4.10.2014

lungs

Blogging from a dark hospital room tonight so I apologize in advance for any errors in this post. If you haven't heard yet we've been living in the hospital since Monday morning. Our little Aiden caught a nasty virus which resulted in pneumonia and long story short he's requiring some oxygen support. So here we'll stay until baby boy can breathe a bit easier on his own. 

It's been a tough week but with the help of our family and a couple of understanding bosses, we've been able to juggle Aiden's needs here at the hospital and Ryan's needs at home. It takes a village y'all. 

It's a miracle that we've gone two whole years without ending up here for lungs. Aiden's lungs were his biggest struggle during his five month stay in the nicu. He was intubated for 8 weeks, which was 6 weeks longer than Ryan. And he didn't get off oxygen until maybe 2 or 3 days before he came home for good. Guys, lungs scare me and I didn't remember how true that really was until last night. 

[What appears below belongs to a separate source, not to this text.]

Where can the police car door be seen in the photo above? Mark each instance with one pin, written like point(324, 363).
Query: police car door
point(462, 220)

When we were first admitted on Monday, Aiden needed oxygen. Fine. A few hours later he was doing better so the doctors took weaned him off.  We thought we'd be discharged Tuesday morning. Tuesday came and went and Aiden was kept for observation. Thank The Lord because Tuesday night was a disaster. I had gone home to be with Ryan and Seamus took the night shift. Next thing I know I get a message that Aiden isn't doing well. They had to put him back on oxygen and bump him up to 40%. If that doesn't mean anything to you, just note that room air is made up of 21% oxygen. Even at 40% his oxygen saturation was in the 80s, when it should have been at least 95. They gave him three breathing treatments but nothing was working. Finally the PICU team came down to see him, suctioned him and got him stable. 

When I got that call, I won't lie, I was nervous. I can handle a lot of medical stuff. Brain surgery - fine. I'm used to it. But lungs? I don't know, for some reason his lungs not working properly scare me so much more.  It's such a warped perception, no?  That I'm not scared of someone operating on my kid's brain. I guess it's just an aspect of our journey that not even I can understand. Something that will always linger. A little taste of where we've been. Irrational fears. Dark flashbacks. The works. 

So here we are on Day 3 at the hospital. Baby boy is sleeping comfortably, still on oxygen. But they took his IV out and he is eating and drinking pretty normally so that's progress. 

We've had a lot of family and friends reach out to us the last few days and we want you all to know that each message and prayer is appreciated. Even of we can't thank you personally. Love and hugs to you all. And thank you for loving our boy. 

And just a hospital funny: Aiden's neighbor is a man who happens to snore. When Aiden heard the snoring earlier, he said it was a helicopter.  This kid kills me. Haha.